Dante Scarnecchia (Courtesy Providence Journal)
Dante Scarnecchia (Courtesy Providence Journal)

By Dennis McCall
Contributing Writer

Taft Midway Driller

Dante Scarnecchia, a starting center on Taft College's 1966 championship football team, has earned his fifth Super Bowl ring as offensive line coach and assistant head coach of the World Champion New England Patriots.

Sunday's 13-3 win over the upstart L.A. Rams capped Scarnecchia's 47th season as a coach, his 35th in the NFL and 33rd with the Patriots. Under his guidance the patriot line has flourished, finishing near the top in major statistical categories nearly every season. In 2017 his offensive line led the NFL in total yards and was second in scoring.

A few days before the Super Bowl New England's franchise quarterback Tom Brady called Scarnecchia "the best offensive line coach in the history of the game," which only made the famously media shy Coach Scar "cringe."

He was recruited to play in Taft by legendary coach Tom Harrell and between seasons accompanied his coach on recruiting trips to Southern California, where he attended Montebello High.

After the Cougars won the 1966 Wool Bowl in New Mexico, Scarnecchia and teammate Jim Anderson earned scholarships to Cal Western University (now known as Alliant Univ.) in San Diego where they played for two years and coached as graduate assistants for two more. They went separate ways with Scarnecchia making stops at Iowa State, SMU, University of Pacific, and Northern Arizona before getting hired by the patriots in 1991.

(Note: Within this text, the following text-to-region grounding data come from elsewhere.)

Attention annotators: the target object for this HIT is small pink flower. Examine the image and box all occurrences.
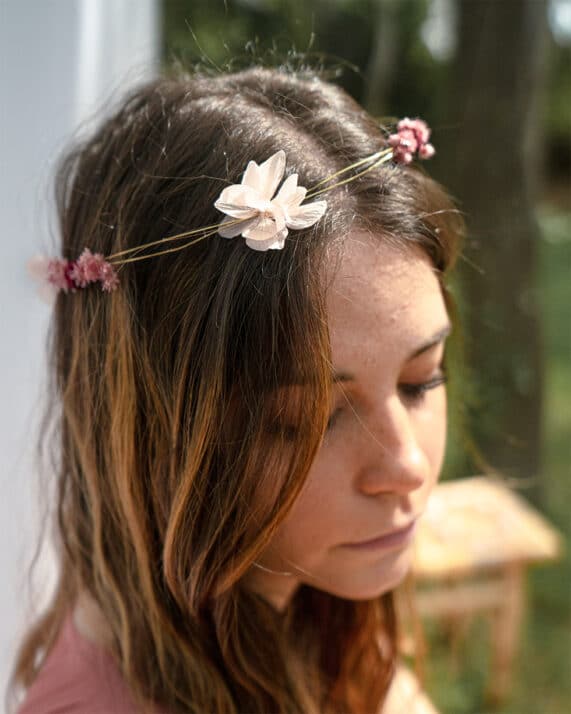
[390,147,411,164]
[27,255,74,303]
[418,143,435,160]
[398,118,431,145]
[389,128,418,154]
[48,258,74,291]
[388,117,436,165]
[69,248,108,287]
[99,262,119,292]
[28,248,119,300]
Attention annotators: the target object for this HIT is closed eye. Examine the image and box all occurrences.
[326,407,343,431]
[398,370,447,405]
[325,362,448,432]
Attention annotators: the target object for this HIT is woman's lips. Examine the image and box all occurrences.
[341,519,417,551]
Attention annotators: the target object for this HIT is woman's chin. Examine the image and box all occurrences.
[311,546,414,601]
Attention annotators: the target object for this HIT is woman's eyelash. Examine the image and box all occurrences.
[326,408,343,431]
[398,373,448,403]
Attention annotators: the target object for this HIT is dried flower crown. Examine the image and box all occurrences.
[29,118,434,300]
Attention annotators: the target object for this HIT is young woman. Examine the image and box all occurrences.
[11,66,462,713]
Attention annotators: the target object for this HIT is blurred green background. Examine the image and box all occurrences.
[161,1,570,712]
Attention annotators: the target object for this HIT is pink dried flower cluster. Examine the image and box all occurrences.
[388,118,435,165]
[28,248,119,301]
[68,248,119,291]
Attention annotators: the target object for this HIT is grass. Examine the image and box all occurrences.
[423,206,571,714]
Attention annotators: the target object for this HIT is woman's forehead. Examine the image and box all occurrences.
[326,235,449,366]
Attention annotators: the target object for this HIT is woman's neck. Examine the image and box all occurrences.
[73,590,115,649]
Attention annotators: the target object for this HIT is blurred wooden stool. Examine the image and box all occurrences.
[409,476,564,705]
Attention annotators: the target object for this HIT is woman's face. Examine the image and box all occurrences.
[245,234,451,609]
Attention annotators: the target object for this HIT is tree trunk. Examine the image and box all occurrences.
[439,0,549,504]
[364,0,400,117]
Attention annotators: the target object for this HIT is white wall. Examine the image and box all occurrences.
[0,0,160,700]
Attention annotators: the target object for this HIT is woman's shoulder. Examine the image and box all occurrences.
[382,662,440,714]
[17,612,148,714]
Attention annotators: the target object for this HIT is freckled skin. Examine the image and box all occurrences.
[244,234,450,610]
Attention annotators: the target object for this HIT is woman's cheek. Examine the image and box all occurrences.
[417,390,447,484]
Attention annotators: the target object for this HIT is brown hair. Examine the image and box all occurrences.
[10,67,461,713]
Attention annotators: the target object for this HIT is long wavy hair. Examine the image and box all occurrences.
[10,67,461,713]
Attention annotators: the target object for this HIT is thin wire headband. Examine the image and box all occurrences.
[28,118,435,302]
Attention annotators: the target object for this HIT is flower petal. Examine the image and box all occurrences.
[218,215,259,238]
[215,184,261,218]
[241,159,263,192]
[419,143,435,159]
[27,254,51,281]
[274,173,297,201]
[286,200,327,230]
[256,150,286,200]
[245,227,289,252]
[274,173,307,211]
[215,203,258,220]
[242,215,281,242]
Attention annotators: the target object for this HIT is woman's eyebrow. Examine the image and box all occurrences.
[330,324,452,383]
[332,371,355,384]
[408,323,452,360]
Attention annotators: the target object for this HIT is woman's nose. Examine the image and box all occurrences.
[355,397,429,496]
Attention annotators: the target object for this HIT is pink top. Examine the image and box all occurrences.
[17,614,167,714]
[17,613,439,713]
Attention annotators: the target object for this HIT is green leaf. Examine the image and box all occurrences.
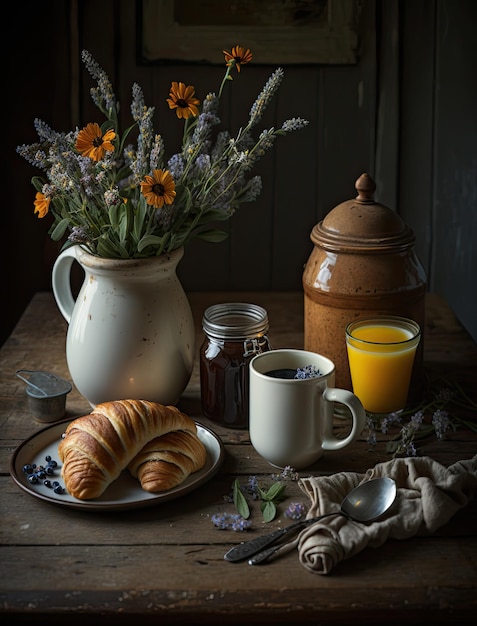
[118,210,131,244]
[261,500,277,522]
[137,234,165,252]
[50,218,70,241]
[233,478,250,519]
[196,229,229,243]
[100,120,116,135]
[31,176,46,192]
[132,198,147,241]
[263,482,287,502]
[95,237,129,259]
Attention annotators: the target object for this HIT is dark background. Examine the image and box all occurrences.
[4,0,477,347]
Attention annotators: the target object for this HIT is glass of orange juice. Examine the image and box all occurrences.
[345,316,421,414]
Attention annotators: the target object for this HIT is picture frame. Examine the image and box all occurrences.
[141,0,360,65]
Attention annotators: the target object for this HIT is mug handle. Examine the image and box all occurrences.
[51,246,80,324]
[320,387,366,450]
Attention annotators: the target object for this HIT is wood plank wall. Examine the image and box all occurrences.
[5,0,477,348]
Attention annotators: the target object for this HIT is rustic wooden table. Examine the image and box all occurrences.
[1,291,476,625]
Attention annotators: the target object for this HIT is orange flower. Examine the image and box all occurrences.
[76,122,116,161]
[33,191,51,218]
[140,169,176,208]
[223,45,253,72]
[167,82,200,119]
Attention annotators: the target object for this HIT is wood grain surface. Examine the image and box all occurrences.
[0,291,476,625]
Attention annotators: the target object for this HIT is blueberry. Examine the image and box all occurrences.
[24,457,63,492]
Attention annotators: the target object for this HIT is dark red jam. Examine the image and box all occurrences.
[200,303,271,429]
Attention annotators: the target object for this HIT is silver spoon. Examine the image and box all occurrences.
[224,476,397,564]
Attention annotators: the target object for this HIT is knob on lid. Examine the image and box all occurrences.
[311,173,415,252]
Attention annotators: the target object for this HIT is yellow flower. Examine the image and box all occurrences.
[76,122,116,161]
[223,45,253,72]
[166,82,200,119]
[140,169,176,208]
[33,191,50,218]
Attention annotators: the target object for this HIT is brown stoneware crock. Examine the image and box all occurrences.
[303,173,427,404]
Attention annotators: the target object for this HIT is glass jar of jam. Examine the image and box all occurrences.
[200,303,271,429]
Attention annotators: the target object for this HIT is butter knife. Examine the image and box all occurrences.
[223,512,336,562]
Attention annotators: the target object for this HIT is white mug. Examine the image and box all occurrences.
[249,349,365,469]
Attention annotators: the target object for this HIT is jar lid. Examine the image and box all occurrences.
[311,173,415,252]
[202,303,269,340]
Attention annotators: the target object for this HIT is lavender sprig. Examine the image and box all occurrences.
[366,375,474,457]
[284,502,308,521]
[295,365,321,379]
[211,512,252,531]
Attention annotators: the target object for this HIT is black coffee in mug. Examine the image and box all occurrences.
[264,368,297,379]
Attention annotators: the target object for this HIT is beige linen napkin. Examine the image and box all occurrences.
[294,454,477,575]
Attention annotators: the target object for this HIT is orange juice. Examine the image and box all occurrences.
[346,317,421,414]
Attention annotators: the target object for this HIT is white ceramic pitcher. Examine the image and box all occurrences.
[52,245,195,407]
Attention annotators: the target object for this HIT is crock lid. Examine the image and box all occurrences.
[311,173,415,252]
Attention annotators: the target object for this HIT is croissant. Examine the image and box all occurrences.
[127,429,207,492]
[58,399,203,500]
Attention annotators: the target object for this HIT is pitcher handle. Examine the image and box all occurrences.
[321,387,366,451]
[51,246,80,324]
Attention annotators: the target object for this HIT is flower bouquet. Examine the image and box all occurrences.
[17,46,309,260]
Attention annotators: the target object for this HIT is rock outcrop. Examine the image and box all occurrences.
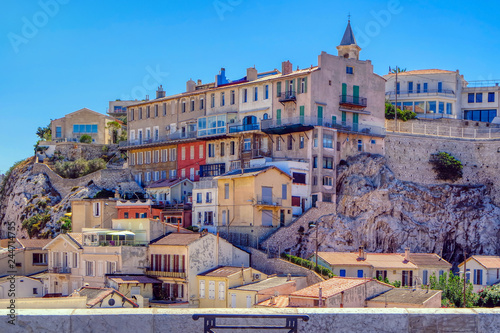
[278,154,500,266]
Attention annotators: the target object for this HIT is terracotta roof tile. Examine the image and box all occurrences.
[291,277,380,299]
[256,295,290,308]
[75,287,138,307]
[317,252,418,269]
[107,275,162,284]
[151,233,202,246]
[16,238,51,249]
[406,253,452,268]
[467,256,500,269]
[317,252,372,266]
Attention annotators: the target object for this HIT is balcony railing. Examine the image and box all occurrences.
[339,95,368,107]
[328,121,386,136]
[120,131,197,147]
[146,270,187,279]
[228,123,260,133]
[48,266,71,274]
[84,240,148,247]
[194,179,218,189]
[278,90,296,103]
[385,89,455,97]
[255,195,282,207]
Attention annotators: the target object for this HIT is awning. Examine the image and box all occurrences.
[108,231,135,236]
[64,213,72,217]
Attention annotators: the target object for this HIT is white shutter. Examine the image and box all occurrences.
[208,281,215,300]
[97,261,103,277]
[218,282,225,300]
[199,280,205,299]
[83,260,87,276]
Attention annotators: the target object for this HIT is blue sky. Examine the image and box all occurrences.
[1,0,500,173]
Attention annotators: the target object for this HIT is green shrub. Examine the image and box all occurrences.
[429,272,477,308]
[79,134,92,143]
[54,158,106,179]
[22,213,51,238]
[429,152,463,182]
[102,145,109,153]
[281,253,334,278]
[385,101,416,121]
[475,285,500,307]
[57,216,72,233]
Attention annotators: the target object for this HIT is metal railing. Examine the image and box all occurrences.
[146,270,186,279]
[261,116,319,130]
[194,179,218,189]
[339,95,368,107]
[192,314,309,333]
[255,195,282,206]
[120,131,197,147]
[200,163,226,178]
[385,89,455,97]
[386,121,500,139]
[48,266,71,274]
[228,123,260,133]
[278,90,296,102]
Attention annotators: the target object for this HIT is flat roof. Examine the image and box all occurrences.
[367,288,441,305]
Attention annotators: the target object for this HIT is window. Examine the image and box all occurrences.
[244,138,251,151]
[313,133,318,147]
[218,282,226,300]
[33,253,47,265]
[224,183,229,199]
[357,139,363,152]
[230,141,235,155]
[200,98,204,110]
[230,90,235,105]
[124,212,129,219]
[55,126,62,138]
[86,261,95,276]
[208,144,215,157]
[145,172,151,182]
[161,149,168,162]
[408,82,413,93]
[402,270,413,287]
[161,171,166,180]
[146,151,152,164]
[33,288,38,295]
[199,280,205,299]
[254,87,258,101]
[182,101,186,113]
[206,192,212,203]
[93,202,101,217]
[208,281,215,299]
[130,109,135,121]
[106,261,117,274]
[243,89,248,103]
[488,92,495,102]
[439,102,445,114]
[276,138,282,151]
[170,148,177,161]
[446,103,452,115]
[323,134,333,148]
[346,66,354,75]
[313,156,318,168]
[292,172,306,184]
[181,147,186,160]
[300,78,307,93]
[211,94,215,108]
[146,106,151,118]
[169,169,177,179]
[155,105,159,117]
[190,146,195,160]
[72,124,98,134]
[423,270,428,285]
[299,135,304,149]
[163,103,167,116]
[287,135,293,150]
[265,85,269,99]
[190,99,195,111]
[276,82,282,96]
[181,169,186,178]
[474,269,483,285]
[438,82,443,93]
[323,157,333,169]
[339,269,346,277]
[312,176,317,186]
[220,92,225,106]
[468,93,474,103]
[199,144,204,159]
[376,270,387,280]
[357,270,364,278]
[416,83,421,93]
[282,184,287,200]
[137,152,143,165]
[139,107,143,119]
[476,93,483,103]
[220,142,225,156]
[154,150,159,163]
[153,171,159,181]
[423,83,428,93]
[323,176,333,186]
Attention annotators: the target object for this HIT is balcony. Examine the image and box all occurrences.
[278,90,296,103]
[200,163,226,178]
[261,116,316,135]
[385,89,455,98]
[146,270,187,279]
[120,131,197,148]
[255,195,282,207]
[228,123,260,133]
[328,121,386,137]
[339,95,368,108]
[48,266,71,274]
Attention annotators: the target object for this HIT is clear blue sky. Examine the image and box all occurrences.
[1,0,499,173]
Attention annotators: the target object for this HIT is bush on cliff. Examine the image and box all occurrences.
[429,152,463,182]
[54,158,106,179]
[22,213,52,238]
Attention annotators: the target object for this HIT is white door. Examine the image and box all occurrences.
[222,210,227,226]
[62,282,69,296]
[246,295,252,308]
[231,293,236,308]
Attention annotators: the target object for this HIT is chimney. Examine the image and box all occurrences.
[358,246,365,260]
[156,85,166,99]
[318,286,323,307]
[404,247,410,261]
[197,79,202,85]
[282,61,293,75]
[287,273,291,282]
[186,79,196,93]
[247,67,257,81]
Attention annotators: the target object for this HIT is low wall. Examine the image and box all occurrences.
[0,296,87,309]
[1,308,498,332]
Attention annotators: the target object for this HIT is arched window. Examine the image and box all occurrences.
[263,113,269,120]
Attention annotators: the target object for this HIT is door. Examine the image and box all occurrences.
[312,195,318,208]
[276,109,281,125]
[62,282,69,296]
[261,187,272,205]
[280,210,285,227]
[262,210,273,227]
[353,113,359,131]
[299,106,304,124]
[231,293,236,308]
[222,210,227,226]
[246,295,252,308]
[357,270,363,278]
[317,106,323,126]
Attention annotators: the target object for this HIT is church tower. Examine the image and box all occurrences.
[336,20,361,60]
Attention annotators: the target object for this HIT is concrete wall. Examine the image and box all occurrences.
[2,308,498,333]
[384,132,500,205]
[0,296,87,309]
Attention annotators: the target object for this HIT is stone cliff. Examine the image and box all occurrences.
[267,154,500,266]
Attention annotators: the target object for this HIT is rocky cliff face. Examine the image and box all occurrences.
[290,154,500,266]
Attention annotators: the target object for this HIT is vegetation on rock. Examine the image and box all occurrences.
[22,213,52,238]
[79,134,92,143]
[54,158,106,179]
[429,152,463,181]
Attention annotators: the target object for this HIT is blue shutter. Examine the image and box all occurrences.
[340,269,346,277]
[473,269,477,284]
[357,270,363,278]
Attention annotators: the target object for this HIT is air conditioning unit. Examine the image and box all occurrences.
[253,273,261,280]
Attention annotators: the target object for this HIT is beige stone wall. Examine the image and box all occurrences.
[384,133,500,205]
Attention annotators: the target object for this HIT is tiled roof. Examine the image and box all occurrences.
[199,266,246,278]
[290,277,378,299]
[66,233,83,247]
[232,277,293,292]
[367,288,441,305]
[107,275,162,284]
[465,256,500,269]
[151,233,202,246]
[317,252,372,267]
[216,166,291,180]
[17,238,51,249]
[257,295,290,308]
[75,287,138,308]
[406,253,452,268]
[365,254,418,269]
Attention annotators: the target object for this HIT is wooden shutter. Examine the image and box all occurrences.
[150,254,154,270]
[276,82,281,97]
[305,77,308,93]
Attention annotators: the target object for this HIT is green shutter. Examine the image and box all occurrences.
[299,106,305,123]
[317,106,323,126]
[285,80,289,94]
[342,111,347,123]
[353,85,359,104]
[353,113,359,131]
[332,116,337,125]
[342,83,347,103]
[305,77,308,93]
[277,82,281,97]
[296,78,299,94]
[277,109,281,125]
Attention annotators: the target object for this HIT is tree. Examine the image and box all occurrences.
[79,134,92,143]
[106,121,122,144]
[429,272,477,307]
[429,152,463,182]
[391,67,407,73]
[385,101,417,121]
[36,124,52,141]
[476,285,500,307]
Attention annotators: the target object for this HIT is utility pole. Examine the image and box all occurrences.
[463,248,467,308]
[394,66,398,131]
[315,223,319,268]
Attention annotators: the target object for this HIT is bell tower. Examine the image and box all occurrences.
[336,19,361,60]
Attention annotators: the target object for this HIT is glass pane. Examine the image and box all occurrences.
[414,101,425,113]
[86,125,92,133]
[73,125,79,133]
[92,125,97,133]
[80,124,85,132]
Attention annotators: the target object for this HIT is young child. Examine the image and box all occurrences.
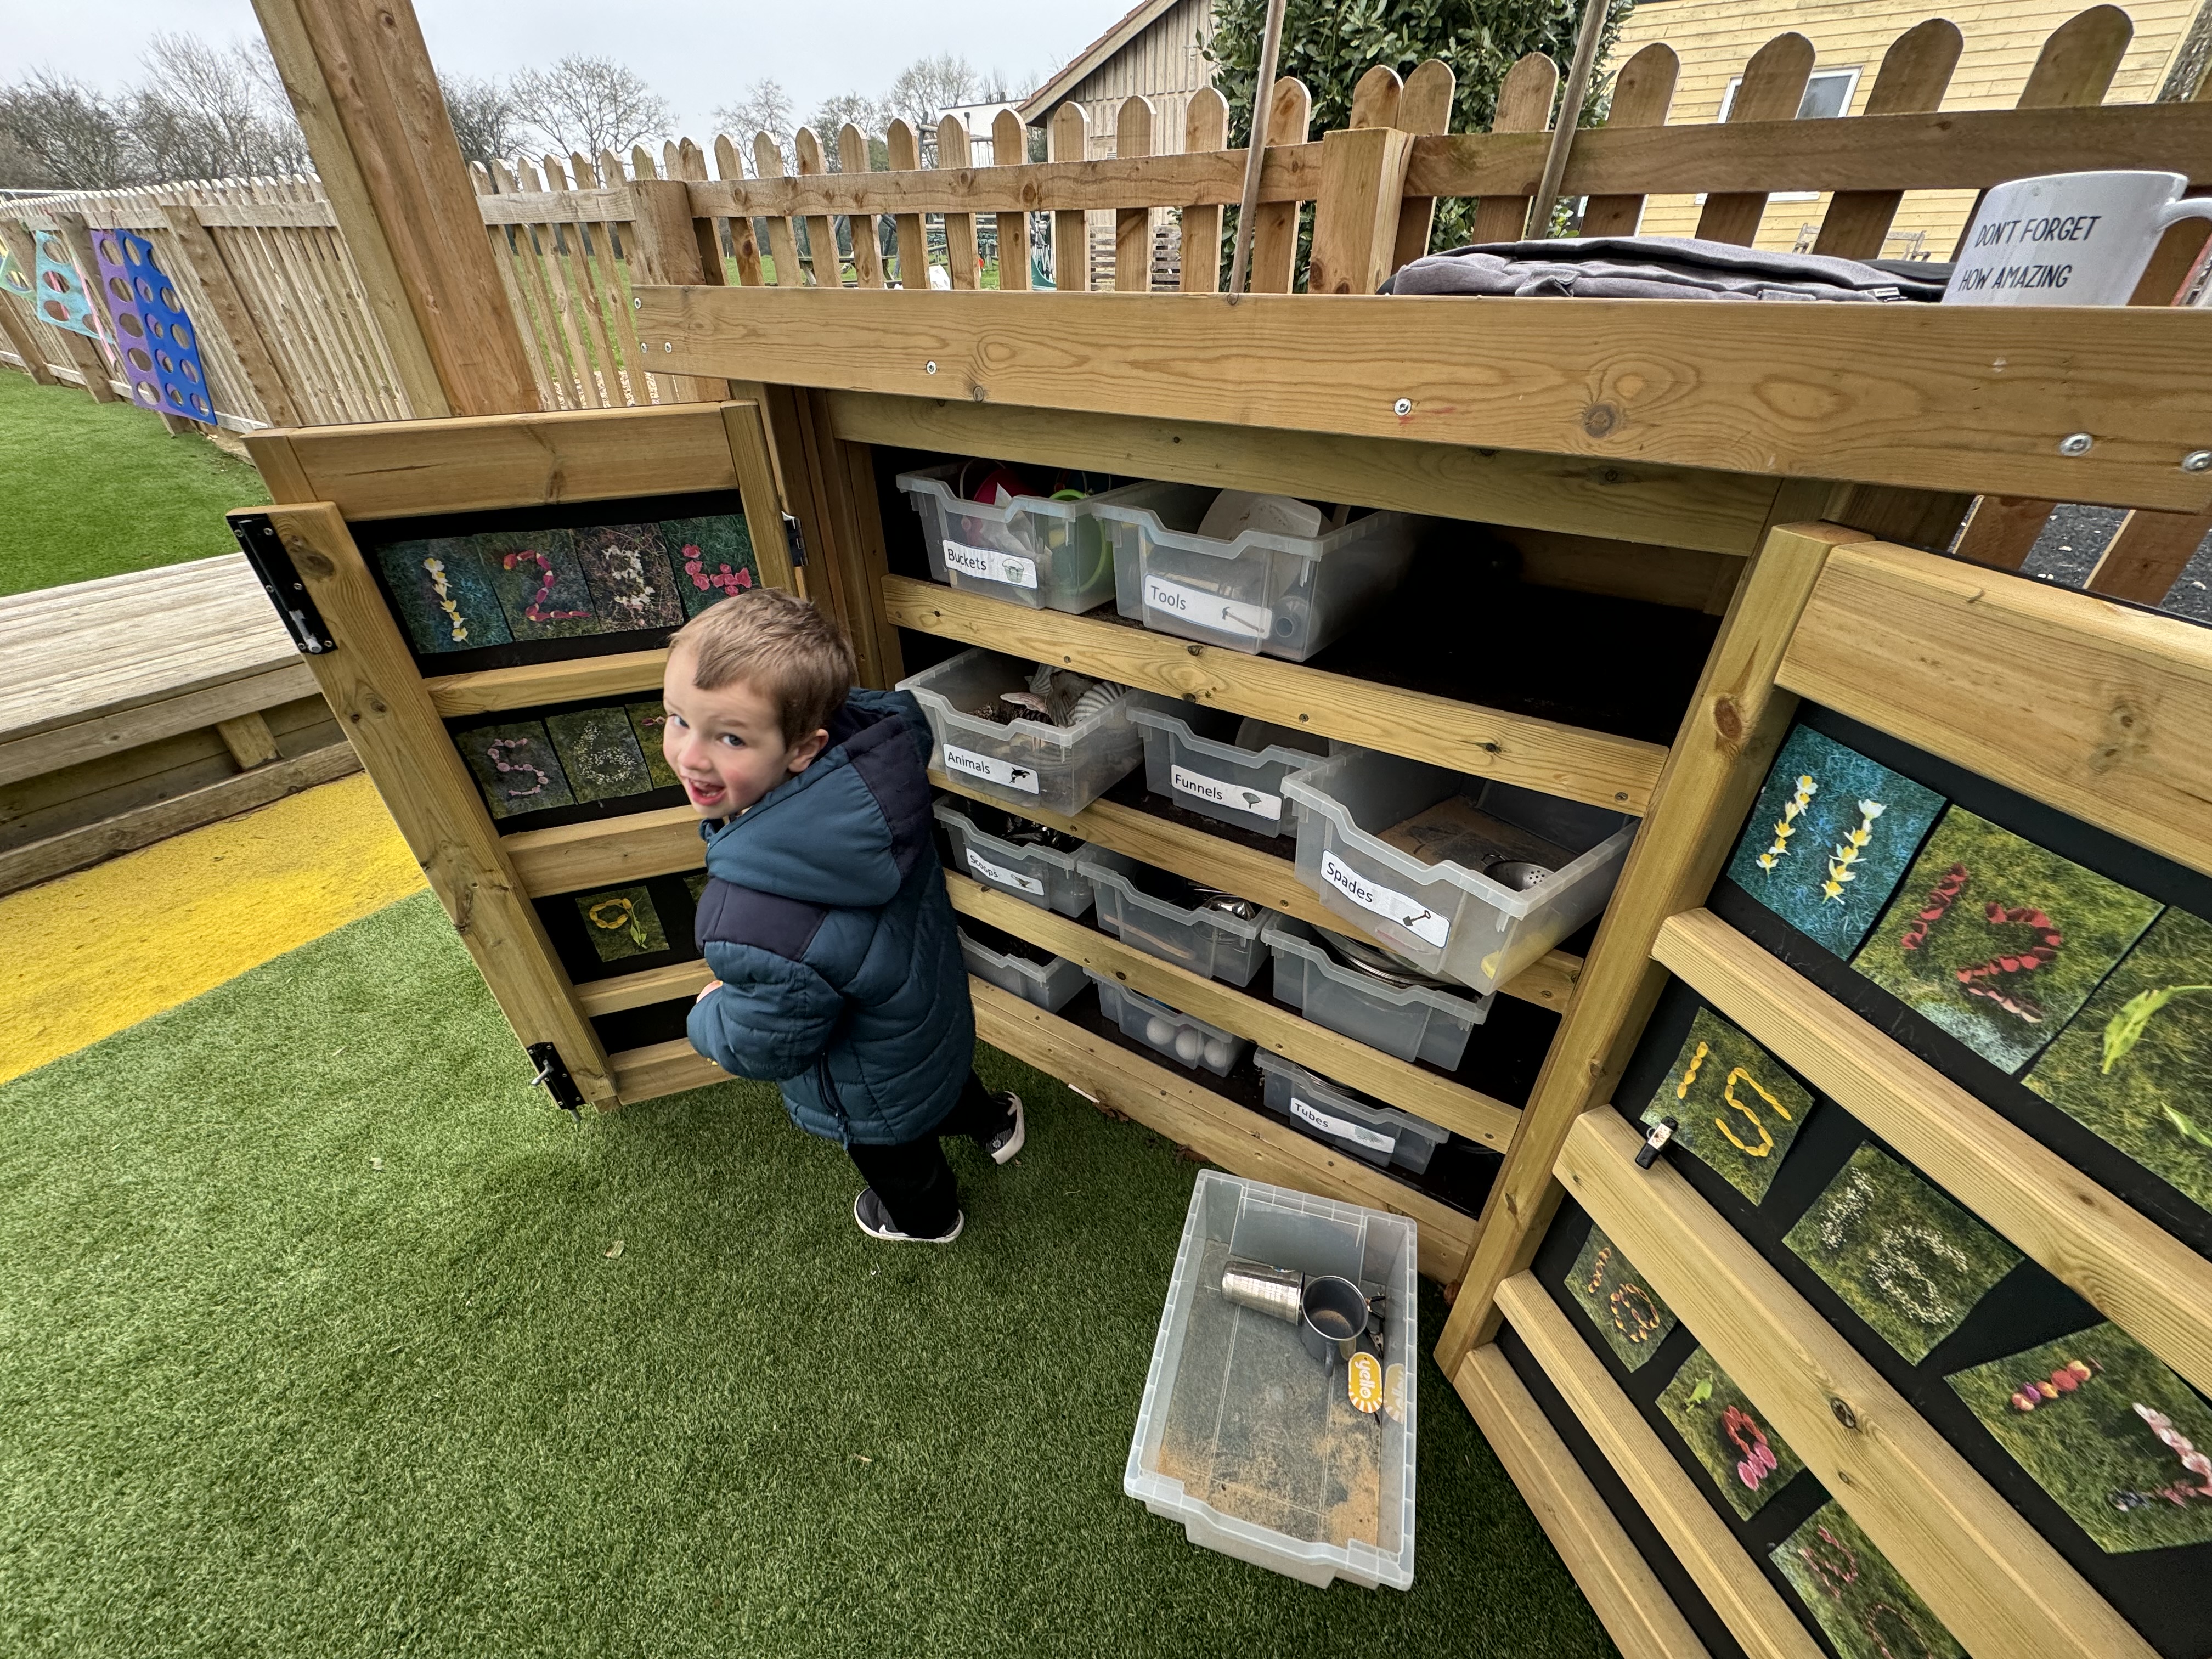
[668,588,1022,1244]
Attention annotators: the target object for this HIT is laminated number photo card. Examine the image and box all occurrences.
[1640,1006,1813,1204]
[1773,1500,1966,1659]
[1563,1226,1678,1372]
[1655,1345,1807,1521]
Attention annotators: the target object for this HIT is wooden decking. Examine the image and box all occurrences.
[0,555,358,893]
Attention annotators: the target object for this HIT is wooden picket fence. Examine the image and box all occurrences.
[4,6,2209,597]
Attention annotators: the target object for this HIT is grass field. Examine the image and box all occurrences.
[0,890,1612,1658]
[0,369,267,595]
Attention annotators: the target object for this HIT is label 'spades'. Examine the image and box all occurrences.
[964,847,1044,896]
[1143,573,1269,640]
[943,540,1039,589]
[1319,850,1449,946]
[1170,763,1282,823]
[1290,1095,1396,1154]
[1347,1350,1385,1415]
[942,744,1041,794]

Like his former TC teammate, Anderson coached at several universities before becoming the Cincinnati Bengals running back coach for 29 years before retiring five years ago. Anderson coached five Pro Bowl running backs, including several 1,000-yard rushers.

"Jim and I met at Taft College and have been close friends since," Scarnecchia told me several; years ago when Harrell passed away. "Our families still get together to vacation in the off-season."

Anderson, who was from Pennsylvania, remained in the Cincinnati area after retiring.